IIS7 URL rewrite toolkit is a best tool to use in your case. Here are my answers to your questions.

Does it hurt SEO to have multiple URLs that resolve to the same page?

It does not, as long as you show search engines which URL is a primary one. You can do this by adding rel="canonical"in the primary link page. The best example of this is StackOverflow, which is doing very well in terms of SEO. Now, if you use http://stackoverflow.com/questions/5392137/ you will be pointed to this page, if you use http://stackoverflow.com/questions/5392137/url-rewrite-adding-keywords you will be on this page as well.
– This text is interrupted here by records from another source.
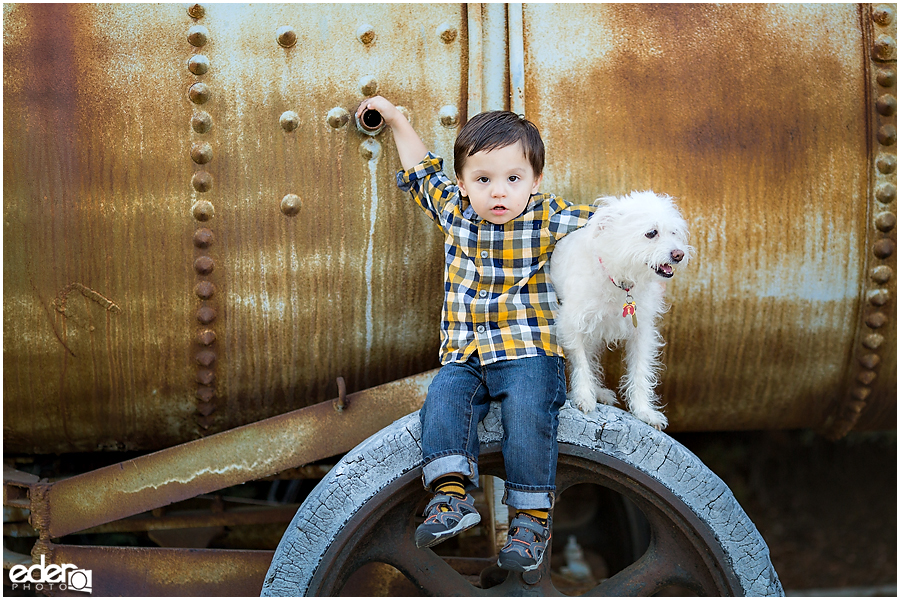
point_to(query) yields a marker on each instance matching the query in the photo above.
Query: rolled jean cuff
(529, 500)
(453, 463)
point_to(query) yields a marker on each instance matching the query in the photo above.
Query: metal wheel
(363, 514)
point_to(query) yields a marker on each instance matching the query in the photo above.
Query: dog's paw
(607, 396)
(584, 403)
(652, 417)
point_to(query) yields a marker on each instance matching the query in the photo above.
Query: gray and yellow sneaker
(446, 516)
(526, 544)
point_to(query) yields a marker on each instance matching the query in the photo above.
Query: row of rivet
(878, 296)
(202, 211)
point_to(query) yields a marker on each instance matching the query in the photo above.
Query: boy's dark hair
(498, 129)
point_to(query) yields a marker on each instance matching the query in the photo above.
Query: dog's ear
(604, 215)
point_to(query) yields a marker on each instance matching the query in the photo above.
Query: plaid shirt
(498, 300)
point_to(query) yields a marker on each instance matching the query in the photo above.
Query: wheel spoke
(429, 572)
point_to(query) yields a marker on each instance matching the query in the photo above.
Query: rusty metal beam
(120, 571)
(225, 459)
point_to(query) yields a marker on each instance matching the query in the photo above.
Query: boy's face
(499, 183)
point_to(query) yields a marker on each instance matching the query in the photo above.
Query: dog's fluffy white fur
(632, 242)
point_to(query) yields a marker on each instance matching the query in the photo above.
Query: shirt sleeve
(429, 186)
(567, 217)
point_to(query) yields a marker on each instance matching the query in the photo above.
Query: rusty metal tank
(197, 236)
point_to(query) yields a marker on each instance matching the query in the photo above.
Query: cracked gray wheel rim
(362, 511)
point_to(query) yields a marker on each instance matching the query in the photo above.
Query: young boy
(498, 339)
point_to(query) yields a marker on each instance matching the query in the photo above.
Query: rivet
(206, 315)
(205, 393)
(290, 204)
(368, 85)
(205, 290)
(202, 181)
(370, 123)
(886, 77)
(873, 341)
(878, 297)
(206, 337)
(286, 36)
(365, 34)
(203, 210)
(887, 135)
(198, 35)
(882, 274)
(885, 221)
(866, 377)
(370, 148)
(199, 93)
(449, 116)
(203, 238)
(289, 120)
(198, 64)
(883, 15)
(876, 320)
(885, 47)
(446, 32)
(197, 11)
(861, 393)
(886, 105)
(886, 163)
(205, 376)
(206, 357)
(204, 265)
(869, 361)
(201, 153)
(884, 248)
(886, 193)
(337, 117)
(201, 122)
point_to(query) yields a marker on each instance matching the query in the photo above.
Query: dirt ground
(827, 510)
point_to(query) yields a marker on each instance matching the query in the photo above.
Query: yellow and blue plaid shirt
(498, 300)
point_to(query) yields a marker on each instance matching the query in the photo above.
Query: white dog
(610, 280)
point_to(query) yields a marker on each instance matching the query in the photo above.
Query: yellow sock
(450, 484)
(539, 514)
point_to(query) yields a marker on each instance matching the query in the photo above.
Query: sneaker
(526, 545)
(446, 516)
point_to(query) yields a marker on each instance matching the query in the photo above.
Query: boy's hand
(409, 146)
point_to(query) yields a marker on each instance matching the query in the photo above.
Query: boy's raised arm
(409, 146)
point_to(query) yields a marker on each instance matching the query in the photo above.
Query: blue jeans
(530, 391)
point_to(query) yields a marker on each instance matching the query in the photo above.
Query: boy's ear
(462, 186)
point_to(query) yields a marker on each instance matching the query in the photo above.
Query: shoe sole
(520, 568)
(467, 522)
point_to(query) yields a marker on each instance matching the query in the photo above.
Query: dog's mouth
(665, 270)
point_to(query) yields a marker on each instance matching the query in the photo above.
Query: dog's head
(641, 234)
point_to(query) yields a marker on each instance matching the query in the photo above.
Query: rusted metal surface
(756, 117)
(178, 520)
(376, 546)
(197, 237)
(119, 571)
(221, 460)
(875, 349)
(112, 164)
Obviously the second ULR has more keywords, which is great for SEO, and it is more user friendly as well, since users know what the URL is all about.

How are these words even added to the URL? Is it done programmatically, or do they have someone hand-pick words and store them in a database for each product?

If you are a developer, then it is not your responsibility any more. SEO is 20% technical, 80% marketing(it is my rough calculation, you know the point.:-)). Those marketing folks should handle that after you give them an access to write or rewrite ULRs. They may find some keywords and add some of them in URL based on their tactics. Elad Lachmi gave a good answer on this question. StackOverflow is using question titles as a URL,which is reasonable. Hiring lots of SEOers to find keywords based on different questions and then manually add to URLs is not a good option for SO. But for commercial web sites, it is worthwhile to hire someone to manually do it. The answer is based on what kind of web site yours is.

Hope this helps

OTHER TIPS

I love the rewrite toolkit because you can do ANYTHING! From my experience, letting the content editor set whatever URL they like is the best option. Computer are not big on semantics. You can create set rules, and they might be ok (It`s not that hard to tell a computer "if the title is not long enough, add the author name"), but since a human adds the products anyway, a little SEO tutorial for the content editors can go a long way. You would be surprised what people who know thier products can come up with. I have seen great titles and URLs done by our content editors, that I would never think of in a million years from my position as a developer.